У него однажды было сказано, что от сильного потрясения некий человек просто распался на первоэлементы. Так и под его проницательным взглядом дробились привычные представления. Вглядитесь, как бы предлагал Стивенсон, и увидите множество противоречивых составных там, где по обычным и, если хотите, обывательским понятиям говорят о «любви» и «отеческой привязанности». Вот почему чувства эти хотя и называются «любовью», однако проявляют себя иногда крайне странно. Да, любовь, но не вообще «любовь», а такого человека, как Г'ермистон. Не один Стивенсон начал тогда это понимать, и если не по силе изображения «странных чувств», то по интересу к ним Стивенсон шел в одном направлении с крупнейшими современниками.
«Уиром Гермистоном», в особенности самим Гермистоном, Стивенсон был доволен. «Надеюсь, будет моей лучшей книгой». Случалось, конечно, что он на этот счет ошибался, но в тот раз думали так же читатели, точнее, первые слушатели нового произведения. Об этом впечатлении известно от Ллойда Осборна, того, кто в посвящении «Острова сокровищ» скрыт был за таинственными буквами Л. О.

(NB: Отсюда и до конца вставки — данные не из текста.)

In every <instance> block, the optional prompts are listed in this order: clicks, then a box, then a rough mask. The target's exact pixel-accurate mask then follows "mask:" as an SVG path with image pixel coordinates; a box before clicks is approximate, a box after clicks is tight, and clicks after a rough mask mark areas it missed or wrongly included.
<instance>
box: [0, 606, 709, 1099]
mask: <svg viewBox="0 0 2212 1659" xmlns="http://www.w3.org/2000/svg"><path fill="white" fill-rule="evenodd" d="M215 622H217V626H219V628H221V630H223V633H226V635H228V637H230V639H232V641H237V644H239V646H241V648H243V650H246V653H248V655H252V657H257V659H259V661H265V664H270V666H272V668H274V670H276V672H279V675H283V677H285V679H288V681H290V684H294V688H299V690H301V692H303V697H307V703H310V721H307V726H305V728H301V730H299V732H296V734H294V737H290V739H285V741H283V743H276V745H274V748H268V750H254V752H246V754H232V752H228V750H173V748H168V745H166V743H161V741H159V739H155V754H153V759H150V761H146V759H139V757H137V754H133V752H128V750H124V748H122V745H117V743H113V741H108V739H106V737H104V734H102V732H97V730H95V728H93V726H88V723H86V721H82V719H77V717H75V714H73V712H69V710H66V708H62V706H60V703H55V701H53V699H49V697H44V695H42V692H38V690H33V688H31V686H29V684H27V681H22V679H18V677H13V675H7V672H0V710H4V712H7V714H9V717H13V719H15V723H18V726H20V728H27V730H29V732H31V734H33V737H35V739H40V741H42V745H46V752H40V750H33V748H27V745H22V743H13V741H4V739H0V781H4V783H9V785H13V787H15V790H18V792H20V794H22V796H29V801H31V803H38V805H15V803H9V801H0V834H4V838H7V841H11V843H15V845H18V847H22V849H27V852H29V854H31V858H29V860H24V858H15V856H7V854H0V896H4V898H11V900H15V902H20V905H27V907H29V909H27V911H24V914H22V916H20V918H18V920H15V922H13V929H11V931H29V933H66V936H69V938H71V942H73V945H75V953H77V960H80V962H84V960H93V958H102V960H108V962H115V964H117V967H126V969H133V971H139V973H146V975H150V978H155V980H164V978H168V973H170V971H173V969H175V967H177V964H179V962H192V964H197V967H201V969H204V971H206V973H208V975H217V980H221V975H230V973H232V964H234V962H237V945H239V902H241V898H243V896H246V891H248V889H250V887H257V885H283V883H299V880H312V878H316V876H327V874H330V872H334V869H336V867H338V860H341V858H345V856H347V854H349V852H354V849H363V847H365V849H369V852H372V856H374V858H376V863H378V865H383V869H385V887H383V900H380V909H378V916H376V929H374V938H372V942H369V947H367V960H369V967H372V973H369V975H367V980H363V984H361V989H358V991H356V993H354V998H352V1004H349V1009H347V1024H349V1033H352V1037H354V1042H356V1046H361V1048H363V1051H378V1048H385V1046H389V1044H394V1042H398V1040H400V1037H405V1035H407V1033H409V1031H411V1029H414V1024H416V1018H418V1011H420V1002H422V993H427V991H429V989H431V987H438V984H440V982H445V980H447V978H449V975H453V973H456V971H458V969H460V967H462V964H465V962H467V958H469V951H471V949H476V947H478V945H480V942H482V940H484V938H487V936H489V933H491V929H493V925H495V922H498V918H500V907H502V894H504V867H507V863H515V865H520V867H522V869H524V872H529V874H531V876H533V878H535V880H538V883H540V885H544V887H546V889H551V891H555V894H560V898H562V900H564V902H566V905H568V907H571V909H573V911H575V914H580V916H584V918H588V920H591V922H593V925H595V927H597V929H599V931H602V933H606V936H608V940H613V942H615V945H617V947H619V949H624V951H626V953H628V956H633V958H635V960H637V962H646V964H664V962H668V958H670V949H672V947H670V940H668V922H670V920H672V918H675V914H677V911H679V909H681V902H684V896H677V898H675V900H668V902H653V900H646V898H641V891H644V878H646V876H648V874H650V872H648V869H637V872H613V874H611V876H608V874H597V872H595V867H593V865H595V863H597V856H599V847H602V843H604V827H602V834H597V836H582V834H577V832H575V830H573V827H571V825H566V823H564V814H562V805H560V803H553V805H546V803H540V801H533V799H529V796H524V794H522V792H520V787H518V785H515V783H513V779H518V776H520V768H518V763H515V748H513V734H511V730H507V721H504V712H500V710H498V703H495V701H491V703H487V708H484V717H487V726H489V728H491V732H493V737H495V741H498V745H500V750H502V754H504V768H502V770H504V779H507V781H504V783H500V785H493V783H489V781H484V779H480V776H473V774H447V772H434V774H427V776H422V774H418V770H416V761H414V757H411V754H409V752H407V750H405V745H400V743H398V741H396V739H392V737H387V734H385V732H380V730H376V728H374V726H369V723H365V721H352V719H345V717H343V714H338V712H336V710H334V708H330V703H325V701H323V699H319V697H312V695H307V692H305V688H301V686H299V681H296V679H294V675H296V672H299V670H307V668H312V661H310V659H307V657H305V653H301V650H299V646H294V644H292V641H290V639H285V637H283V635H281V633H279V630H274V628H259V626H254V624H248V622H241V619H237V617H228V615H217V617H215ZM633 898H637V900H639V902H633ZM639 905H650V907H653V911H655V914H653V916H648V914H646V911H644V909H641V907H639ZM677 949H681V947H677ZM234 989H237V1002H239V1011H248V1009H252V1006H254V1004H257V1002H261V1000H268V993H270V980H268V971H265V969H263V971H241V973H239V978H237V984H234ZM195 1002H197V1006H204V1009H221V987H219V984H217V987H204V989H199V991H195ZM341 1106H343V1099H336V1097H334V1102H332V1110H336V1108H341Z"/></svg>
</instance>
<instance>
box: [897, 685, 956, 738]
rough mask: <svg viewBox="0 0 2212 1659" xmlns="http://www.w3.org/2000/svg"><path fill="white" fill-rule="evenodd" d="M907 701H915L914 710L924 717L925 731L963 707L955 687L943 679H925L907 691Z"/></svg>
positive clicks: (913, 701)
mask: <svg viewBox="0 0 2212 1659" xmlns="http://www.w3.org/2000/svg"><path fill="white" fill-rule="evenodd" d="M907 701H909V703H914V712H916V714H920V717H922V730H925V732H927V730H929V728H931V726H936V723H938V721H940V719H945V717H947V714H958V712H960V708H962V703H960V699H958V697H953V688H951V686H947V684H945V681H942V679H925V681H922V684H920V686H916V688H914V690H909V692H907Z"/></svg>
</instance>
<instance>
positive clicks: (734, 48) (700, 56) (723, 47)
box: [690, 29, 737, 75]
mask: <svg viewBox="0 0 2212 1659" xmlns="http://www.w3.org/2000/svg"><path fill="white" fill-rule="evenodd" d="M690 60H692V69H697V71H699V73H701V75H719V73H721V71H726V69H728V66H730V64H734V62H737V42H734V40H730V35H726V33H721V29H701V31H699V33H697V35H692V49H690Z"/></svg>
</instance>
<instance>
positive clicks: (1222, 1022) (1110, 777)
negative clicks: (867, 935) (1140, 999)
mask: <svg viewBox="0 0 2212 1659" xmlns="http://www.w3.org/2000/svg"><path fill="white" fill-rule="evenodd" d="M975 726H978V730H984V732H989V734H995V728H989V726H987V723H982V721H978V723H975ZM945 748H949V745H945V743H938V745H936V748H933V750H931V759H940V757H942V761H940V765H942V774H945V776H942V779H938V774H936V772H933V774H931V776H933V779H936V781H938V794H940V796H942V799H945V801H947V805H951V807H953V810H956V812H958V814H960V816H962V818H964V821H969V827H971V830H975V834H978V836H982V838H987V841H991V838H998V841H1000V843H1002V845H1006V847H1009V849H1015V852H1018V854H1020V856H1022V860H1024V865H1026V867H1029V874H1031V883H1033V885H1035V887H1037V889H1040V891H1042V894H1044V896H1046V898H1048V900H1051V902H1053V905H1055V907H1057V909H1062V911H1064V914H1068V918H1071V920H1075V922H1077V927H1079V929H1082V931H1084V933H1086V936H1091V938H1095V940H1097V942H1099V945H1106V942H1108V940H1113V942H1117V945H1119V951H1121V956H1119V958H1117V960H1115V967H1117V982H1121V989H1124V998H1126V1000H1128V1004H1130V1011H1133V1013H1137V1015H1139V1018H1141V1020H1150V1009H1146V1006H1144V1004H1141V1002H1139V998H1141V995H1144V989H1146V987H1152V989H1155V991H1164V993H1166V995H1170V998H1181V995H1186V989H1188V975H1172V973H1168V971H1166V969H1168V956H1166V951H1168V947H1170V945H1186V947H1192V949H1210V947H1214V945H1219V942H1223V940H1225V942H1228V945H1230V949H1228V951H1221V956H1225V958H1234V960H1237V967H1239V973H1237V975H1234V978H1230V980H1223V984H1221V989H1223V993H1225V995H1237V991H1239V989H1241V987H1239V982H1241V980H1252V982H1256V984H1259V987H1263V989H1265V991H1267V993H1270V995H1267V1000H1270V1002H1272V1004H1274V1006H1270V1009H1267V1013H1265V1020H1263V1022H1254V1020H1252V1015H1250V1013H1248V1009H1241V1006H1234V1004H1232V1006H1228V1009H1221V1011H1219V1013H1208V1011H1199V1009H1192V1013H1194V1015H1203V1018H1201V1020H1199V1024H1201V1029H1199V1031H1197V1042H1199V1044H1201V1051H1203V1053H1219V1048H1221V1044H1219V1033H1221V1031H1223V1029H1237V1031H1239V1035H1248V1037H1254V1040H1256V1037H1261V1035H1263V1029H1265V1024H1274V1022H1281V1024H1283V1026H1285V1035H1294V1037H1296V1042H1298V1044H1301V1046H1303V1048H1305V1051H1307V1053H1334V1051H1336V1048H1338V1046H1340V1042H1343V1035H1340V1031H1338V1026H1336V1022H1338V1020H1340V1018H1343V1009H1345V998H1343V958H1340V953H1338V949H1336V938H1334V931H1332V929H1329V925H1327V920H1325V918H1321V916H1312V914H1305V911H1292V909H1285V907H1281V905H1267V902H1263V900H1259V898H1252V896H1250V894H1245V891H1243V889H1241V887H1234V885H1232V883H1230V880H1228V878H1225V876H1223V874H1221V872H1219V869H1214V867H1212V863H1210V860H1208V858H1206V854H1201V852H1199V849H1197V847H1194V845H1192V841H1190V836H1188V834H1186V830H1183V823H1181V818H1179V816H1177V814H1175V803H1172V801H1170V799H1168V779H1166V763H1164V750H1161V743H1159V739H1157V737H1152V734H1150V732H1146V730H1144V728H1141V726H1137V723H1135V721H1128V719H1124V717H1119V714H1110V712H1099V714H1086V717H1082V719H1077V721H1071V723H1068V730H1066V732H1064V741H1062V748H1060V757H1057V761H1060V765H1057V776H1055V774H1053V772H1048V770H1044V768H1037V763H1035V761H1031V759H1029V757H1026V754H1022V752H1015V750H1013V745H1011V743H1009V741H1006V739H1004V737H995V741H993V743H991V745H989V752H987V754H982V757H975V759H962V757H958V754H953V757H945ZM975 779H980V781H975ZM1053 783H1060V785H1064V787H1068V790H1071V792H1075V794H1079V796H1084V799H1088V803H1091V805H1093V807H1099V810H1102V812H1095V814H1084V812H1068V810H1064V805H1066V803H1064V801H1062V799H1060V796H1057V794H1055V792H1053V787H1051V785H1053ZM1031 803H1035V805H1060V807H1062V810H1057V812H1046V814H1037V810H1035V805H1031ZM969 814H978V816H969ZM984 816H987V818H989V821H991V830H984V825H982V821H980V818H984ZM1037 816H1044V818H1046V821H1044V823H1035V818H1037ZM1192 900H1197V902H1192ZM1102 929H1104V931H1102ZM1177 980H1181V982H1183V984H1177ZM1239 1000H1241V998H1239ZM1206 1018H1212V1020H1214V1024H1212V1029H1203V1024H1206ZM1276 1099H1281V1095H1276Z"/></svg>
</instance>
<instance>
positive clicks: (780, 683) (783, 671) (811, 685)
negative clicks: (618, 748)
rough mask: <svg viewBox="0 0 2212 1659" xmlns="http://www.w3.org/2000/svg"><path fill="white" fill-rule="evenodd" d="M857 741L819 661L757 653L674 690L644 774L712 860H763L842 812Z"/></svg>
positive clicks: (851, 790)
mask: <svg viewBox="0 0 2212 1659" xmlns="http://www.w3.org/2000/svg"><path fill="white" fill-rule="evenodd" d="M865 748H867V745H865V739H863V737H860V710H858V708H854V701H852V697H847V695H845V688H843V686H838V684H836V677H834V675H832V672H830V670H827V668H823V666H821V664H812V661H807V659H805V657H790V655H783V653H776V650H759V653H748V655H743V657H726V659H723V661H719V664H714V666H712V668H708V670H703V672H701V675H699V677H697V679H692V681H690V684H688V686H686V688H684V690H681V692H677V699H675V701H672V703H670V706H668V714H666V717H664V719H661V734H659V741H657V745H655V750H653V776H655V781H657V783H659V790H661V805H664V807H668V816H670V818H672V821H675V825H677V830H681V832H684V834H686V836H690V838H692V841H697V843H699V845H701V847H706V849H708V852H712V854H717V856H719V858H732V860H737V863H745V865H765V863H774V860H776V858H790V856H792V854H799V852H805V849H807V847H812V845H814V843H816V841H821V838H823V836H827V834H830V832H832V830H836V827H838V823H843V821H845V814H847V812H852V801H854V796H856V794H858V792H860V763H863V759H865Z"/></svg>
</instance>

«Казалось, – вспоминал Осборн, – что это будет вершиной его достижений. С такой неотвратимостью и чувством, с такой уверенностью и совершенством развивалось повествование, что каждое слово отзывалось у меня в сердце». Прочитанное Ллойду так понравилось, что он даже похвалить этого не мог. Он очень искренне пишет, что молчал, потому что его слова были бы слабы после услышанного.
Однако это молчание по-своему истолковал Стивенсон. И всполошился. Ведь то был не кто-нибудь, а Л. О., вдохновивший его на создание «Острова сокровищ». И он молчит, слушая шотландский роман?! Стивенсон, проницательный психолог Стивенсон, просто упустил из виду, что вдохновитель его, некогда кричавший от восторга, слушая про пиратов, с тех пор несколько вырос. В конце концов они объяснились, Ллойд нашел слова и сказал, что это будет… это будет удивительная книга, та самая!
А работа подходила к решающему моменту. Получалось после напряженных событий все же так, что Арчи Уир попадал на скамью подсудимых. Смертная казнь грозила ему. И вот его жизнь в руках лорда Гермистона, неукоснительного стража законов, беспощадного вешателя и… его отца.
Стивенсона глубоко занимала эта ситуация. Он готовился, всеми силами души и таланта готовился написать эту сцену, своих «отцов и детей» (так ведь, в сущности, «Отец и сын», и назвал он в романе целую главу). Но знаем мы о ней уже только со слов падчерицы писателя, сестры Ллойда, писавшей под диктовку Стивенсона.[169 - Ллойд Осборн скончался в 1947 году, сестра его дожила до 1953 года. Так что лица из ближайшего окружения Стивенсона жили просто в одно время с нами.]
Работали они еще утром, в роковой день, а вечером Стивенсона уже не было в живых.
О скоропостижной смерти Стивенсона Олдингтон рассказал.